Part Two The Retreat
One
Marcus parked on the crest of the bridge and looked down the canal. To the right the horse chestnuts of Kensal Green Cemetery trembled in the breeze. The graveyard’s wall was crumbling and Marcus could see through a gap to the rising ground which stretched up from the shrunken tombstones of the children’s garden to the vast mausoleums of colonial grandees. Marcus occasionally came up to visit Mouse on Sundays in summer, when they would sit and drink cans of cider on the roof of the boat and then wander through the cemetery inventing stories for the dead. Foxes would leap surprised from undergrowth as they passed, woodpeckers sweeping in bouncing flight over their heads. Now Marcus could see Mouse making his way up the towpath pulling his old suitcase with one hand, holding his snare drum and high-hat over his shoulder with the other.
Abby was trying to get the car’s radio to work. A long blare of static came from the speakers. Lee sat in the back pressing her temples with her fingers, taking controlled breaths. She had cut her hair very short the previous night. She told Marcus and Abby how she had been suddenly infuriated by the long blonde hair and had cut it herself in the bathroom sink. Jagged edges stuck up on top of her head; Marcus thought she looked like an adolescent boy. The shortness of her hair made her blue-green eyes and angular cheekbones seem unearthly and disturbing, shorn of the softening frame of her long hair. Lee’s neck, where she had cut the hair in a severe line at the back, was as slick and white as a scar.
Marcus was impatient to be on the road, to head westwards and shake free of the grim city. He leapt from the car when Mouse appeared on the pavement and squeezed the suitcase and drum into the boot. Mouse climbed in beside Lee, lifting Marcus’s guitar onto his lap.
‘Blimey,’ he said as he caught sight of Lee’s hair. ‘Auditioning for the Sex Pistols?’
‘I wanted a new look.

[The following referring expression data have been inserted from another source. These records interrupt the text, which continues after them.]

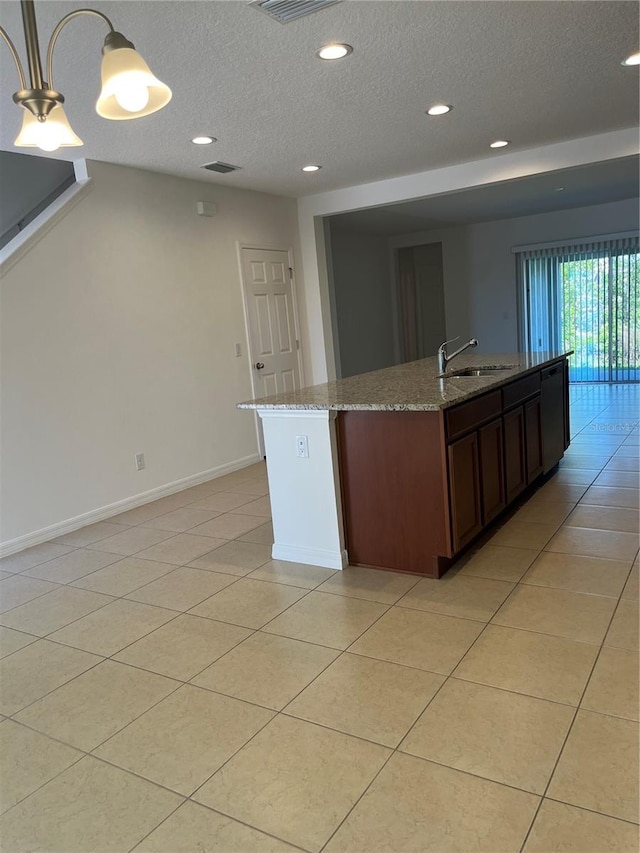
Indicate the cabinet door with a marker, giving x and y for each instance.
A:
(533, 436)
(515, 465)
(464, 486)
(492, 470)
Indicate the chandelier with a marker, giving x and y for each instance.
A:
(129, 89)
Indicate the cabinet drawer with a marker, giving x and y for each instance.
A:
(520, 390)
(466, 416)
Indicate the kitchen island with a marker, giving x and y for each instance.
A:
(401, 469)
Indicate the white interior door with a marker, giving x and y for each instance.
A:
(271, 319)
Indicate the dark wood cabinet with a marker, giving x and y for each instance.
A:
(418, 487)
(515, 462)
(492, 483)
(533, 439)
(464, 490)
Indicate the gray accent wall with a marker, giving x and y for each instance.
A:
(26, 182)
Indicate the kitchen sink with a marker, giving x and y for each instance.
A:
(479, 371)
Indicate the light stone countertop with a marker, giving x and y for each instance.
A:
(411, 387)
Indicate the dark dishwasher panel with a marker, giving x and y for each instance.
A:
(552, 415)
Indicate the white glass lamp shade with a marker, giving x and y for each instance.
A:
(129, 89)
(49, 135)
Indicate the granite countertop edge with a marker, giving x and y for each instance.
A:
(411, 387)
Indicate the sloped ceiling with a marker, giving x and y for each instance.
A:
(531, 72)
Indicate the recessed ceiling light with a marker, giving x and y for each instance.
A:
(634, 59)
(439, 109)
(334, 51)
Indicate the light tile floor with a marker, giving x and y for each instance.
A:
(168, 688)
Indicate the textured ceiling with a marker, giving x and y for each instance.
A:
(597, 183)
(531, 72)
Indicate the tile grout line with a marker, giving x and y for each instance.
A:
(571, 725)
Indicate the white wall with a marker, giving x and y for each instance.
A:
(363, 301)
(118, 332)
(480, 268)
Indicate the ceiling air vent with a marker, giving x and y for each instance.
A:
(285, 11)
(222, 168)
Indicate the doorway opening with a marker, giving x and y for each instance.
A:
(420, 301)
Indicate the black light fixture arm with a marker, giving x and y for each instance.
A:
(16, 57)
(60, 26)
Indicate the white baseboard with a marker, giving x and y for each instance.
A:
(12, 546)
(311, 556)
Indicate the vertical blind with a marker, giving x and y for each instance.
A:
(585, 298)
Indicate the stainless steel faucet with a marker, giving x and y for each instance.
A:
(444, 358)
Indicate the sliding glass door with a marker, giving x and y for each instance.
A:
(585, 298)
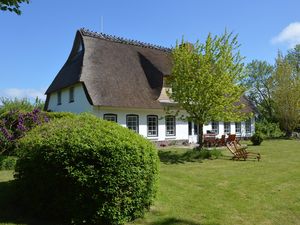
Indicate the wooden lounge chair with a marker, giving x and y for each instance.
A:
(240, 152)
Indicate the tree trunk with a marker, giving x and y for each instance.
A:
(200, 136)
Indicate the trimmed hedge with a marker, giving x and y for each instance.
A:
(82, 169)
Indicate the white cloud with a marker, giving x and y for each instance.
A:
(289, 35)
(29, 93)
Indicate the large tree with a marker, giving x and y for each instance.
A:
(12, 5)
(286, 94)
(259, 82)
(205, 80)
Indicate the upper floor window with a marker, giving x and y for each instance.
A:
(152, 124)
(132, 122)
(170, 126)
(238, 128)
(248, 126)
(215, 127)
(227, 129)
(71, 94)
(110, 117)
(59, 98)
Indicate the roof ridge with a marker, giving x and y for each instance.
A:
(122, 40)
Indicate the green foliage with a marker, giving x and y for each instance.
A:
(60, 115)
(256, 139)
(286, 95)
(87, 170)
(23, 105)
(260, 83)
(205, 80)
(7, 162)
(12, 5)
(268, 129)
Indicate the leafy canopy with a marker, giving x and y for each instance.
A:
(206, 79)
(12, 5)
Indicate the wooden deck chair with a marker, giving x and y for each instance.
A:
(237, 154)
(238, 147)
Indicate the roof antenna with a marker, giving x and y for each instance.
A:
(101, 25)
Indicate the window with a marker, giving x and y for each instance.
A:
(195, 129)
(71, 94)
(248, 126)
(152, 124)
(170, 126)
(59, 98)
(190, 128)
(238, 129)
(215, 127)
(132, 122)
(227, 129)
(110, 117)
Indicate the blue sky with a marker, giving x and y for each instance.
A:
(35, 45)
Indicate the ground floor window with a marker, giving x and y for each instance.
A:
(227, 129)
(248, 126)
(238, 128)
(215, 127)
(190, 128)
(152, 125)
(132, 122)
(170, 126)
(110, 117)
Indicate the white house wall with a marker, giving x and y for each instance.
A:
(79, 105)
(181, 126)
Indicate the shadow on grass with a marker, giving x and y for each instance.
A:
(173, 157)
(11, 210)
(175, 221)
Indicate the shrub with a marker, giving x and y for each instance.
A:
(7, 162)
(14, 124)
(83, 169)
(268, 129)
(256, 139)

Now be nice about it.’ She leaned over and placed a breathy kiss on his cheek.
Abby switched off the radio and suddenly they could hear the ducks on the canal, the birds singing in the cemetery. Then Marcus started the engine and they pulled out onto Harrow Road and were away. The skies were heavy unbroken grey above them. Marcus drove haltingly along the A40, braking for speed cameras, nosing from lane to lane, trying to cut a clear path through the traffic. Just before the widening of the road at Hillingdon, a traffic jam snaked back from the charred carcass of a burnt-out car. A lane was closed, and people edged past the scene, noses glued to their windows, looking for bodies.
‘So who’s not going to make it through the Retreat?’ Mouse asked. ‘I know you’ve all been thinking about it. There are always drop-outs at the Retreat.’
There was a silence. Marcus looked into his wing mirror and waved as the car behind let him through.
‘Of course we’ve been thinking about it.’ Marcus looked across at Abby. ‘The twins will be fine. Neil’s a good bet. I think most of our group are in for the long haul. What do you think, Mouse?’